異物退治のために作られる抗体のひとつ「IgE抗体(免疫グロブリンE)」は、肥満細胞の表面にくっついて働くタイプ。IgE抗体が異物を捕まえると、それがきっかけで肥満細胞が破れて中の化学伝達物質が飛び散ります。その中には炎症物質ヒスタミンも含まれていて、それが神経を刺激してかゆみを起こし、血管から血漿成分をあふれさせてむくみなどの症状を引きおこすのです。
このIgE抗体はできやすい人とそうでない人がいて、前者のほうがアレルギー反応を起こしやすい。つまり、じんま疹にしょっちゅう悩まされる人はIgE抗体ができやすい体質なのかも知れないということです。

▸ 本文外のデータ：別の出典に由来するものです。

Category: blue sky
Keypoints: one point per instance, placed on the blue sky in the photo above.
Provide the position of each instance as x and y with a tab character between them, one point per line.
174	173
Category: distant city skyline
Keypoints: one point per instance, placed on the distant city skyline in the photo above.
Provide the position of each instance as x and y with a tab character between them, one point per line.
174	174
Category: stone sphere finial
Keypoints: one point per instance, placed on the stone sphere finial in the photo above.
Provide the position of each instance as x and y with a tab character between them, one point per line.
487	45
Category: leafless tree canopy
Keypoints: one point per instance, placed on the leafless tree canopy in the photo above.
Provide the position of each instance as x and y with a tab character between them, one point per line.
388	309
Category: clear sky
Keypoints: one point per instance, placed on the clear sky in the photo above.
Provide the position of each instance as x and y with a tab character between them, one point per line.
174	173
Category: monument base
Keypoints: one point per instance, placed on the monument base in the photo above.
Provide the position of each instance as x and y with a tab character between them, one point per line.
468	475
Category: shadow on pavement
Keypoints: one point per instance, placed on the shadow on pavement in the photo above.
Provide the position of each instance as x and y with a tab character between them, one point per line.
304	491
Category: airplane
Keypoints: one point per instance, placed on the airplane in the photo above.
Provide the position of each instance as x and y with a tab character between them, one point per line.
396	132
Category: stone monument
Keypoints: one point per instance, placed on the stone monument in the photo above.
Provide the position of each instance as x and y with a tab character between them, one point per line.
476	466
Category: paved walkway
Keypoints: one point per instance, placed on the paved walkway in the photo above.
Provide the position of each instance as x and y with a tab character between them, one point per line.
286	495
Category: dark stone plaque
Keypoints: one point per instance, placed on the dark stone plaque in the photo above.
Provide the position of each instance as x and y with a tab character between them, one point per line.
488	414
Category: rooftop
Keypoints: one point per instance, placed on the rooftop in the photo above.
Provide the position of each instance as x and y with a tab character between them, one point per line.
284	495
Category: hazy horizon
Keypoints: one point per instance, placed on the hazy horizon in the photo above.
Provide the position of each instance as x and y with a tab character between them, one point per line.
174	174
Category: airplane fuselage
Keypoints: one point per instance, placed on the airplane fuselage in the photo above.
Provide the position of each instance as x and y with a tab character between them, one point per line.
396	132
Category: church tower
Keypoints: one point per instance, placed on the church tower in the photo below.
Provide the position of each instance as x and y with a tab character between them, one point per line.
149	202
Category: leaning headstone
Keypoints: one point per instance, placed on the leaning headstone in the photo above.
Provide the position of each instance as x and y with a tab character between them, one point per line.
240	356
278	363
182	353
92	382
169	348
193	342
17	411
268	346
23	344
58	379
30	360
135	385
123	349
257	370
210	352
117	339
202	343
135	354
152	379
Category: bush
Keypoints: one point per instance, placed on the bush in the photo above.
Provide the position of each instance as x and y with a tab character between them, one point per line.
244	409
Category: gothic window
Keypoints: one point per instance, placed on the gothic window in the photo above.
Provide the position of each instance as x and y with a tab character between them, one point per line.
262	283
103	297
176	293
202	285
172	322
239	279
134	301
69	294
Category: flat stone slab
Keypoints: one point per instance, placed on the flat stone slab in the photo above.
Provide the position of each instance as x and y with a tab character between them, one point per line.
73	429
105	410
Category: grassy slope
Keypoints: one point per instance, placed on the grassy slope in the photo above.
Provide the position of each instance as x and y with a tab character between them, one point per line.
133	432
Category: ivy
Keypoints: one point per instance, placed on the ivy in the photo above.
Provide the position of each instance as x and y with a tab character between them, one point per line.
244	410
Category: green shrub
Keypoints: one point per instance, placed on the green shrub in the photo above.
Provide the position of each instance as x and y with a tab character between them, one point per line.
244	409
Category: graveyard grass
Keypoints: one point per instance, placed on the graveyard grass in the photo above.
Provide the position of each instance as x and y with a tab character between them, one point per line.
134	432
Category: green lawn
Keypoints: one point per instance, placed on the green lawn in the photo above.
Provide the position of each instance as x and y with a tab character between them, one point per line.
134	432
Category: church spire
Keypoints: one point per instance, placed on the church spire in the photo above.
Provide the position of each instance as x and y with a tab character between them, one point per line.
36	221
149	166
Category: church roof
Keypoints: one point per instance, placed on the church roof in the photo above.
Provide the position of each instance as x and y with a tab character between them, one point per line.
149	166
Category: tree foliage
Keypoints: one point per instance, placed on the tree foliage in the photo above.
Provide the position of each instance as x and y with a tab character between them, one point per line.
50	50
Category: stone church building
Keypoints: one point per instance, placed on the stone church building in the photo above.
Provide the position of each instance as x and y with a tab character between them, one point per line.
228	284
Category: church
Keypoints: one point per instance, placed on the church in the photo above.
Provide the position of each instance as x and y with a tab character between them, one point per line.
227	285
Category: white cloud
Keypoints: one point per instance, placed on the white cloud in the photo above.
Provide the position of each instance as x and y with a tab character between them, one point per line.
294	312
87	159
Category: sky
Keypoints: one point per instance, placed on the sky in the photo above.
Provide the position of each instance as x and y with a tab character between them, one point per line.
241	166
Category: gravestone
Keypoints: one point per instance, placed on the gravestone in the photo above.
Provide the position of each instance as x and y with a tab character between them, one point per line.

しかし、IgE抗体とは関係なくアレルギー症状が出ることもあります。例えば強いストレスを受けると副腎からアドレナリンが大量分泌されますが、これがきっかけで肥満細胞が破れることもあるのです。こうしたケースでは血液検査をしても原因となる物質は見つかりません。原因不明の肌トラブルが、実はストレスによるアレルギー反応だったという可能性もあるわけです。
ストレスはニキビの大敵でしたが、抗酸化や免疫関係でもいいこと無し。もしかしてお肌の一番の敵はストレスなのかも知れません。美肌作りのためにはストレスについての知識も仕入れておいたほうが良さそうですね?